If you’re not a Christian, the time to repent is now. You don’t know how long you have to live. God is patient with us, but he will only be patient for so long.

Here’s the third way this passage affects us. If you’re a Christian, live your life in light of eternity. Earlier theologians used to use a Latin phrase, coram Deo, which means “before the face of God.” The idea is that we should live right now as we will in eternity, as if God were right here with us.

Do you want Jesus to return when you’re being lazy? Do you want Jesus to return when it’s been months since you read the Bible on your own, not in church? Do you want Jesus to return when you’re sitting around watching TV and not trying to obey him? Do you want him to come when you’ve been living only for yourself? Do you want him to come when you’re watching pornography? I think we know the answer to those questions.

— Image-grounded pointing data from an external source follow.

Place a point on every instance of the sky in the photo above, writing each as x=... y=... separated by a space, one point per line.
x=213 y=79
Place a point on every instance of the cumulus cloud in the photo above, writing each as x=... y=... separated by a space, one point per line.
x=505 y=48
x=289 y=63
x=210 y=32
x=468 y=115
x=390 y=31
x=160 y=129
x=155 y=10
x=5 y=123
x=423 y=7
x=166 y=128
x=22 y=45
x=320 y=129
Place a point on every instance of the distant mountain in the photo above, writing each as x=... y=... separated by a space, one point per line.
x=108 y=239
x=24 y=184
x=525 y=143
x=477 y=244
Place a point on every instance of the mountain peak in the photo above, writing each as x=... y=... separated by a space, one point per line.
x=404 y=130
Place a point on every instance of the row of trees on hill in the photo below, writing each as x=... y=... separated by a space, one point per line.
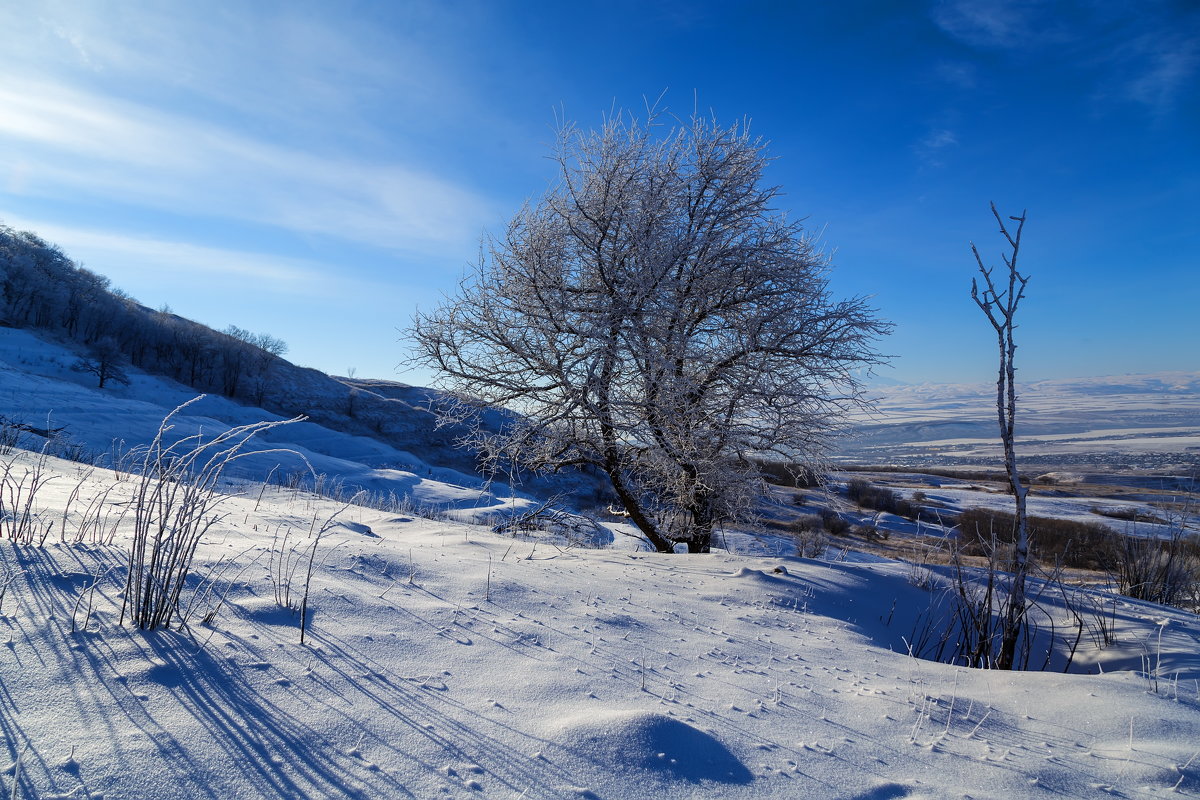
x=41 y=288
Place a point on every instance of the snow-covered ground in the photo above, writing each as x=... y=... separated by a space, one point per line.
x=39 y=389
x=444 y=660
x=1151 y=420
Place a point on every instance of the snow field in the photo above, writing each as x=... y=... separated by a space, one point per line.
x=445 y=661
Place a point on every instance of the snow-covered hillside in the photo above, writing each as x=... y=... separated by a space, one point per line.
x=447 y=661
x=39 y=389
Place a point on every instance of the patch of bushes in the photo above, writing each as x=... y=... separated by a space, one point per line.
x=879 y=498
x=1083 y=545
x=1159 y=570
x=796 y=476
x=1128 y=513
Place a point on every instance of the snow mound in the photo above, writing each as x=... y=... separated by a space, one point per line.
x=655 y=743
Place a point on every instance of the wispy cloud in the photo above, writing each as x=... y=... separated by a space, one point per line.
x=232 y=112
x=77 y=143
x=1146 y=53
x=186 y=260
x=933 y=145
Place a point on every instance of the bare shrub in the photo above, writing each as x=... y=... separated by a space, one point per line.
x=175 y=501
x=811 y=542
x=19 y=486
x=1083 y=545
x=834 y=523
x=1159 y=570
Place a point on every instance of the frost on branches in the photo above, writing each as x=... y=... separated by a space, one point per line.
x=653 y=316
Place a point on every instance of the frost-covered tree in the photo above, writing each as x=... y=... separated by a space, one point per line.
x=106 y=361
x=999 y=300
x=657 y=318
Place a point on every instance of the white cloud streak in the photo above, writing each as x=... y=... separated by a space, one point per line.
x=1147 y=53
x=65 y=143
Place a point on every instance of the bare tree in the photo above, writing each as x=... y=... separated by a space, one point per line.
x=655 y=318
x=106 y=360
x=1000 y=306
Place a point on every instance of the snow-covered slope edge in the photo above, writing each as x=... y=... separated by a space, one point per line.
x=39 y=389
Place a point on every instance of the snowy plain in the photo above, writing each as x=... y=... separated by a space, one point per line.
x=1116 y=422
x=444 y=660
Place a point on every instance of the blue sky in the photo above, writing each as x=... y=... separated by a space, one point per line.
x=317 y=169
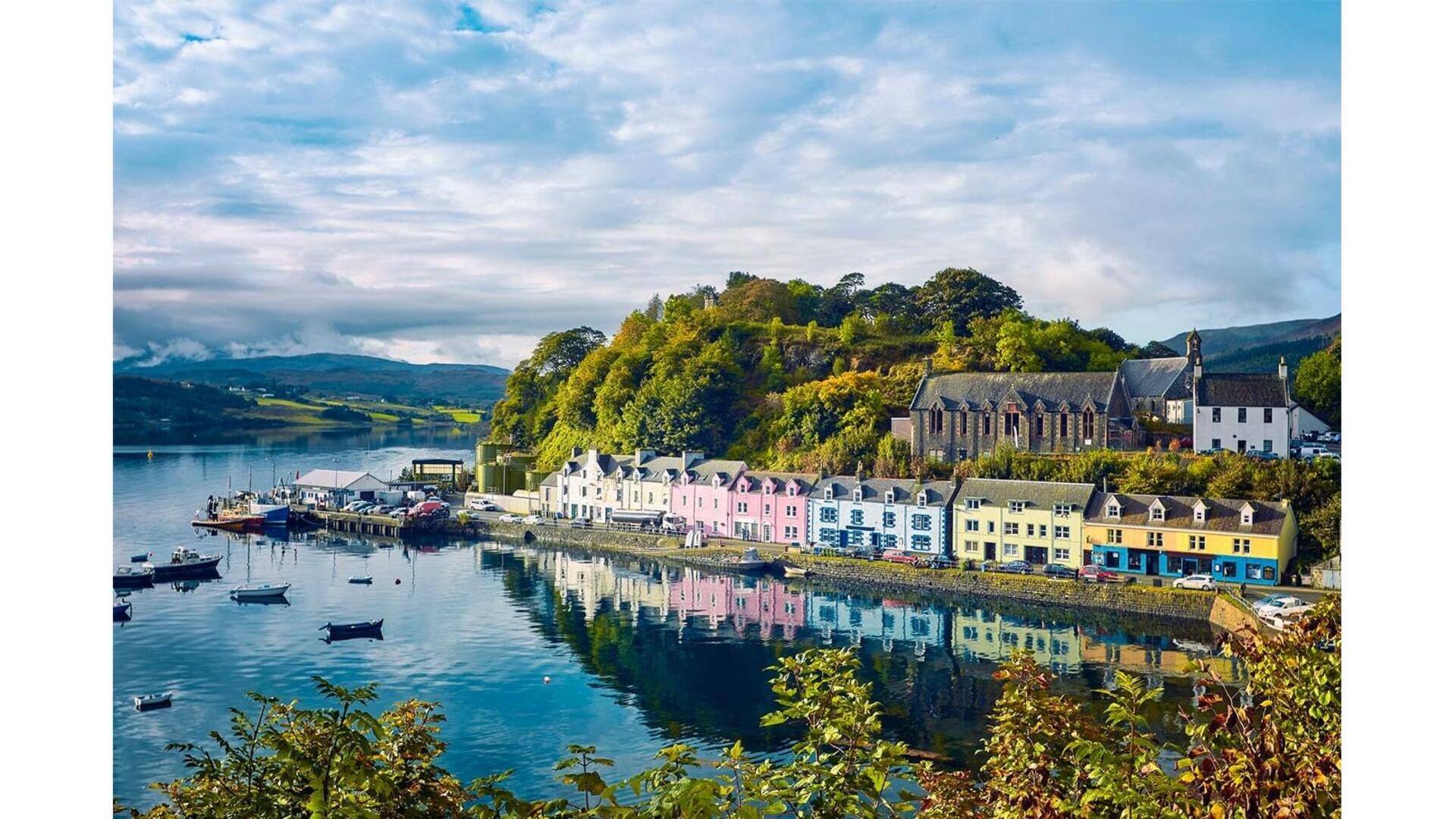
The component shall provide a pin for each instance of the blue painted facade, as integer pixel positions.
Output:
(1152, 563)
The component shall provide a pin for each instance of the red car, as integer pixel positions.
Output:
(425, 507)
(1098, 575)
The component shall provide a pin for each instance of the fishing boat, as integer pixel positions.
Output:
(748, 560)
(185, 561)
(131, 576)
(259, 591)
(153, 701)
(373, 629)
(273, 513)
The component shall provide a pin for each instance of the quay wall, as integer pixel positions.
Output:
(892, 577)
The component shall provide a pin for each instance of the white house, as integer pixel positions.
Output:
(1242, 411)
(337, 487)
(892, 513)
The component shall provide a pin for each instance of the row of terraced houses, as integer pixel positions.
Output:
(976, 519)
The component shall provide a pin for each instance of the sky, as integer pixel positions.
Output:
(449, 181)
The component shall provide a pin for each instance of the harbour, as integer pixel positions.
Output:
(639, 651)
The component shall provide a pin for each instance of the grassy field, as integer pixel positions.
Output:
(308, 413)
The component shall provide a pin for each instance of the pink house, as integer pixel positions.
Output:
(770, 507)
(701, 493)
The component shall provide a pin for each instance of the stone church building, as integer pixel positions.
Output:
(959, 416)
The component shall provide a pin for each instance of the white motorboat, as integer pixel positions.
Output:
(750, 560)
(149, 701)
(259, 591)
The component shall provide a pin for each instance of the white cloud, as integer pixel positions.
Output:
(324, 167)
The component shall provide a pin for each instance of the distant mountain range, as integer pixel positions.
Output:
(1254, 349)
(340, 375)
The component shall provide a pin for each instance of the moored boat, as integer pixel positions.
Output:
(748, 560)
(259, 591)
(373, 629)
(131, 576)
(185, 561)
(152, 701)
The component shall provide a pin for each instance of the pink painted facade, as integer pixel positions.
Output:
(702, 496)
(728, 599)
(770, 507)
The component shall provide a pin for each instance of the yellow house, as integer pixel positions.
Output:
(1235, 541)
(1038, 522)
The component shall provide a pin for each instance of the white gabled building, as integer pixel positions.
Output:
(887, 513)
(1242, 411)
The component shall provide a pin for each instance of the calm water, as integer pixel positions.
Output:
(638, 653)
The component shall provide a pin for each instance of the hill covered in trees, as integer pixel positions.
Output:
(786, 375)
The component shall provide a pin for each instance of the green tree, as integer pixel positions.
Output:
(960, 295)
(1316, 384)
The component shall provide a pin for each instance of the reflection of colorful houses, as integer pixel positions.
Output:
(989, 635)
(1237, 541)
(1163, 657)
(737, 601)
(890, 621)
(595, 582)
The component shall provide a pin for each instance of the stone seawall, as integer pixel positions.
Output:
(892, 577)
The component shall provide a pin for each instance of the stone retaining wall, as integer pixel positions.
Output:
(892, 577)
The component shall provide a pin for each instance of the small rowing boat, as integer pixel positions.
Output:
(372, 630)
(259, 591)
(153, 701)
(133, 576)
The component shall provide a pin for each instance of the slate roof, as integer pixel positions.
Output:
(1239, 390)
(804, 480)
(1040, 494)
(877, 490)
(1223, 513)
(1155, 378)
(987, 391)
(332, 479)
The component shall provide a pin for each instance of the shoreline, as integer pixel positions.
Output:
(892, 577)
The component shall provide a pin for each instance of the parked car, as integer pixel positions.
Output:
(1282, 607)
(1097, 575)
(1015, 567)
(1197, 582)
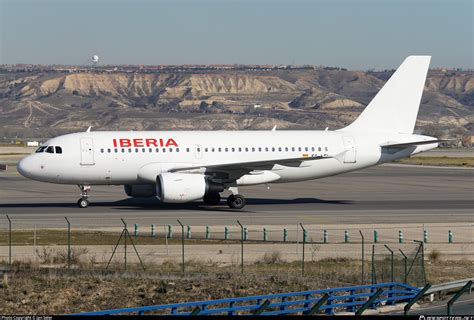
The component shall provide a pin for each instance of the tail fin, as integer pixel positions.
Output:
(395, 107)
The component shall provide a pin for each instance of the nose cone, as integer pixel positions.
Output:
(25, 167)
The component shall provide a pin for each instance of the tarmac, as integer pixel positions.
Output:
(387, 194)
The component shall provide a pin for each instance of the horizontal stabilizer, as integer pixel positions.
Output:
(411, 144)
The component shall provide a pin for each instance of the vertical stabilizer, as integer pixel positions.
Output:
(395, 107)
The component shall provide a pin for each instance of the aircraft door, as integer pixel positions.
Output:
(351, 151)
(198, 151)
(87, 151)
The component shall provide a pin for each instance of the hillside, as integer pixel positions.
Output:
(45, 104)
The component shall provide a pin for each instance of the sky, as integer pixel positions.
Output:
(355, 34)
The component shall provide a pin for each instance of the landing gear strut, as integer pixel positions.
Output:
(212, 199)
(83, 202)
(236, 201)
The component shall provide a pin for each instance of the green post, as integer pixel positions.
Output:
(226, 233)
(188, 232)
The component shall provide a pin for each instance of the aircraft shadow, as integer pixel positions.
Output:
(154, 204)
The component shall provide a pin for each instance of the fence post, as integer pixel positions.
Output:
(9, 240)
(363, 240)
(417, 297)
(304, 241)
(391, 261)
(68, 243)
(458, 294)
(241, 247)
(405, 258)
(188, 232)
(374, 278)
(182, 245)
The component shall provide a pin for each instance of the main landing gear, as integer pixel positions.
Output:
(83, 202)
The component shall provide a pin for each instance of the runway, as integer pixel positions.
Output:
(384, 194)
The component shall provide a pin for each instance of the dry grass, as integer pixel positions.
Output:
(439, 161)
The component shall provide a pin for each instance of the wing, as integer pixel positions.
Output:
(410, 144)
(235, 170)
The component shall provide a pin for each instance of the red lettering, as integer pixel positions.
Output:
(125, 143)
(138, 143)
(151, 142)
(171, 142)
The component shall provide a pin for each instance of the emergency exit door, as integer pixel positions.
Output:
(87, 151)
(351, 151)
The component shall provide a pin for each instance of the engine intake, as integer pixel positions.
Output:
(184, 187)
(140, 190)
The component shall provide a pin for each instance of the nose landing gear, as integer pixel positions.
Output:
(83, 202)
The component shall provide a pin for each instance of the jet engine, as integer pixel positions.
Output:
(184, 187)
(140, 190)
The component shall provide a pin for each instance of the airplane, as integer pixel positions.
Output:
(184, 166)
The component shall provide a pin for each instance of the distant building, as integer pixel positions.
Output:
(32, 143)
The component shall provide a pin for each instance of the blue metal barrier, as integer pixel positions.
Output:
(343, 299)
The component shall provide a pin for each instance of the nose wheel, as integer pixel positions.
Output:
(83, 202)
(236, 201)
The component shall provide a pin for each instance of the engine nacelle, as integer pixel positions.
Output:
(184, 187)
(140, 190)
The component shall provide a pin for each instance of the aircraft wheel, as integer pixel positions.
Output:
(212, 199)
(82, 203)
(236, 201)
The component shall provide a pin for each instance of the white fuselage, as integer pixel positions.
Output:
(136, 157)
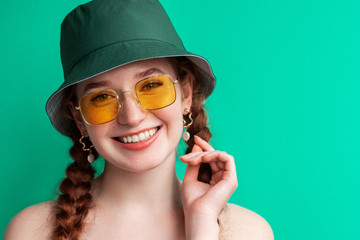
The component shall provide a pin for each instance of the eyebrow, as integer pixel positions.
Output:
(141, 74)
(148, 72)
(95, 85)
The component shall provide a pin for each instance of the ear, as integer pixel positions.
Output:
(76, 115)
(187, 91)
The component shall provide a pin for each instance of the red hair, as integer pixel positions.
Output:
(75, 200)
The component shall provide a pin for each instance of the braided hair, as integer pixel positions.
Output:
(75, 200)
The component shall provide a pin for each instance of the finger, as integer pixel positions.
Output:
(204, 145)
(218, 160)
(191, 173)
(196, 148)
(190, 156)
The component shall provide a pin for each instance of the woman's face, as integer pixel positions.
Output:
(162, 128)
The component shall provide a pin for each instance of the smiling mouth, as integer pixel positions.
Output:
(138, 137)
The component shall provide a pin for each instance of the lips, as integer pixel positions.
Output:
(139, 137)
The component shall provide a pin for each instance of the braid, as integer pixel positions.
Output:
(200, 119)
(75, 200)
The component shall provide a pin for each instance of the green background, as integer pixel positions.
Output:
(286, 105)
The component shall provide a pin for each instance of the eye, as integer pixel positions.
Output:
(101, 97)
(151, 85)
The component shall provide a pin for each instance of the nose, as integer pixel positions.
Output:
(131, 113)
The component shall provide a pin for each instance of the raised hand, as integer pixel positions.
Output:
(203, 201)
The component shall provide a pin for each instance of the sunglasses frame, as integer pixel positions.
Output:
(78, 107)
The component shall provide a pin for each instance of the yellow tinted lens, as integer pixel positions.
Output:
(156, 92)
(99, 107)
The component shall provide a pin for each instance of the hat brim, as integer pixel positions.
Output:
(116, 55)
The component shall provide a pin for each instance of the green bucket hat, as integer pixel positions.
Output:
(104, 34)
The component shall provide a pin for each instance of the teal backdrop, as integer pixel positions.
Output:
(286, 105)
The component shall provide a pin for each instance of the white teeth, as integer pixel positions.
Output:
(139, 137)
(135, 138)
(147, 135)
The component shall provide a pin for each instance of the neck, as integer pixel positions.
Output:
(152, 190)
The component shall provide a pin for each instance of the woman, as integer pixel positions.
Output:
(130, 88)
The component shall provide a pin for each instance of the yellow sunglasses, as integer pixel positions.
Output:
(103, 106)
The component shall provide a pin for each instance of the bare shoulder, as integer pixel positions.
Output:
(33, 222)
(241, 223)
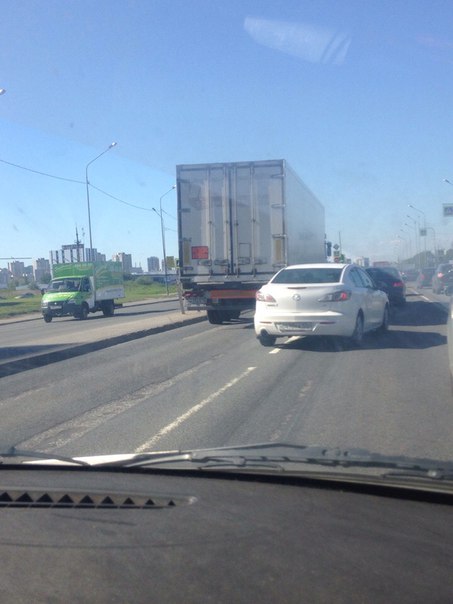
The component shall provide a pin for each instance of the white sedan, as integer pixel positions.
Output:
(320, 300)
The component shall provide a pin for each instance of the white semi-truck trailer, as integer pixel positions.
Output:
(239, 223)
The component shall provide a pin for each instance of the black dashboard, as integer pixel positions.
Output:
(98, 536)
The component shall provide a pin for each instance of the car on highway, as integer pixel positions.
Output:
(389, 280)
(425, 277)
(320, 300)
(442, 277)
(409, 275)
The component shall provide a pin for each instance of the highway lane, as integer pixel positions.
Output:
(203, 386)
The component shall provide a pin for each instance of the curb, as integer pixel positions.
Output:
(19, 365)
(37, 316)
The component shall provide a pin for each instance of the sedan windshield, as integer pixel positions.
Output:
(308, 275)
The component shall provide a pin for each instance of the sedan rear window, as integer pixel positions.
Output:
(308, 275)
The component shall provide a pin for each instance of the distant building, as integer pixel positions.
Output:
(41, 267)
(16, 268)
(126, 261)
(153, 264)
(92, 255)
(5, 276)
(74, 252)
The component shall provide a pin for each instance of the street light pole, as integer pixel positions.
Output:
(162, 228)
(88, 192)
(424, 224)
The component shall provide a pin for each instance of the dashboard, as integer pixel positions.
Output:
(106, 536)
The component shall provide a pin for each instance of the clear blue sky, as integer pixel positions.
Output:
(356, 95)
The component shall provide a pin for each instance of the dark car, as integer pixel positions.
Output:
(409, 275)
(389, 280)
(425, 277)
(443, 276)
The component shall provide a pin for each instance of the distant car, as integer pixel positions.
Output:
(389, 279)
(410, 275)
(442, 277)
(319, 300)
(425, 277)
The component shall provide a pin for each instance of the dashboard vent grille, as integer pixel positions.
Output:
(51, 498)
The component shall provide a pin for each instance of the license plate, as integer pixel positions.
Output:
(305, 326)
(192, 301)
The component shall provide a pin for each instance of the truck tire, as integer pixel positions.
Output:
(108, 308)
(215, 317)
(84, 310)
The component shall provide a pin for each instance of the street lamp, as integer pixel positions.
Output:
(424, 224)
(162, 228)
(88, 192)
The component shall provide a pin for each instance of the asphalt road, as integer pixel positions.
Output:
(204, 386)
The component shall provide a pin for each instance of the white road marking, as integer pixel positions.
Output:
(185, 416)
(75, 428)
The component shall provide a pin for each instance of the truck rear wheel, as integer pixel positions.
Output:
(84, 310)
(108, 308)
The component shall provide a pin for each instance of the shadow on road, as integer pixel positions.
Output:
(418, 313)
(14, 352)
(414, 340)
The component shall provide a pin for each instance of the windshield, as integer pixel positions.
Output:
(64, 285)
(166, 159)
(384, 272)
(308, 275)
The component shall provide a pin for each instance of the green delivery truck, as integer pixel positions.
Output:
(82, 287)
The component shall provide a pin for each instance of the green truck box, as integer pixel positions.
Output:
(82, 287)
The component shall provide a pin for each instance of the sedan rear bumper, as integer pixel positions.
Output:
(322, 324)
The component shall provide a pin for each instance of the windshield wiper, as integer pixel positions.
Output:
(282, 457)
(12, 452)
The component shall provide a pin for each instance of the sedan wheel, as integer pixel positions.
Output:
(385, 320)
(266, 339)
(357, 335)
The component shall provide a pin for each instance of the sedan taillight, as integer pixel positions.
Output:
(261, 297)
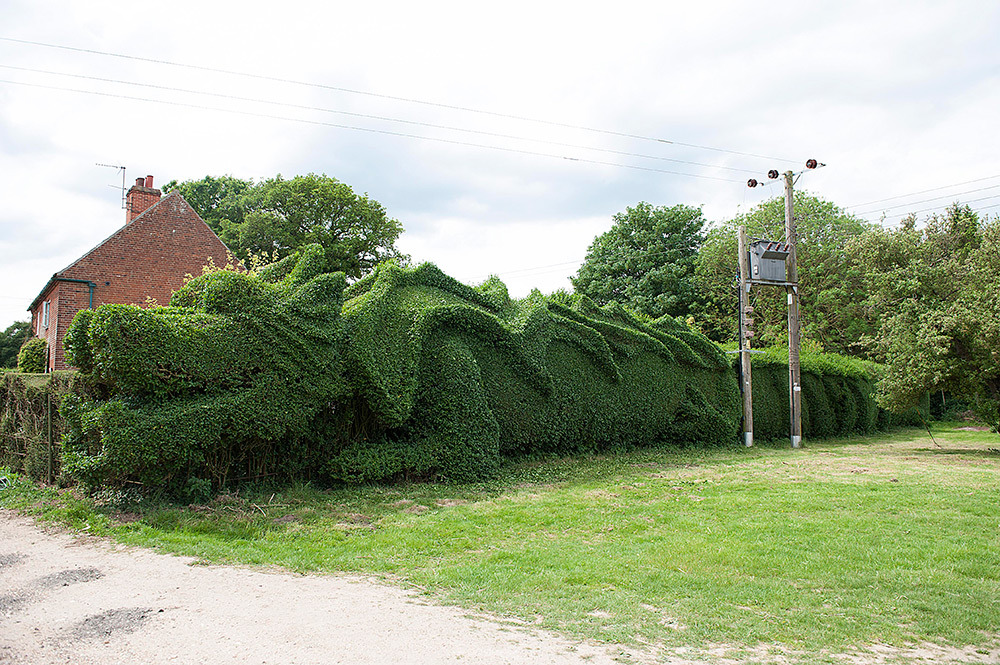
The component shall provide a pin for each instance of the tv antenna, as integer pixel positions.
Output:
(117, 168)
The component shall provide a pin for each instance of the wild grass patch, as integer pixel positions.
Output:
(890, 541)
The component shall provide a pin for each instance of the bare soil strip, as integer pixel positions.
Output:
(71, 599)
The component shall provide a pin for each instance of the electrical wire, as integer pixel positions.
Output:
(935, 198)
(467, 109)
(367, 129)
(924, 191)
(372, 117)
(917, 212)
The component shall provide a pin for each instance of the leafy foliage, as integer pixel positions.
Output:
(832, 283)
(28, 409)
(31, 358)
(645, 261)
(416, 374)
(457, 378)
(11, 340)
(228, 380)
(276, 217)
(934, 291)
(838, 396)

If we are going to live in a new creation where righteousness dwells for eternity, shouldn’t we start to live righteous lives now? Shouldn’t we focus our lives on things that matter eternally, things that won’t be burned up? We should focus on learning more about God, loving him, and obey him. We should focus on loving other people, which means treating them according to God’s design for human lives, not ours. We should do that now in order to prepare for the time when we will stand before our Lord.

Notes

  1. Unless otherwise noted, all Scripture quotations are taken from the English Standard Version (ESV).
  2. That sermon, “Jesus Will Come Again,” was preached on May 3, 2015 and can be found here: https://wbcommunity.org/jesus.
  3. “The Returning King” was preached on January 31, 2016 and can be found here: https://wbcommunity.org/story-of-the-bible.
  4. Those lessons are available here: https://wbcommunity.org/revelation.
  5. See Isaiah 13:6, 9; Jer. 46:10; Ezek. 13:5; 30:3; Joel 1:15; 2:1, 11, 31; 3:14; Amos 5:18, 20; Obad. 15; Zeph. 1:7, 14; Mal. 4:5. Some of these uses of “the day of the Lord” refer to times of salvation and judgment that would occur in the near future, while others look to the ultimate day of the Lord, which is what Peter has in mind in this chapter.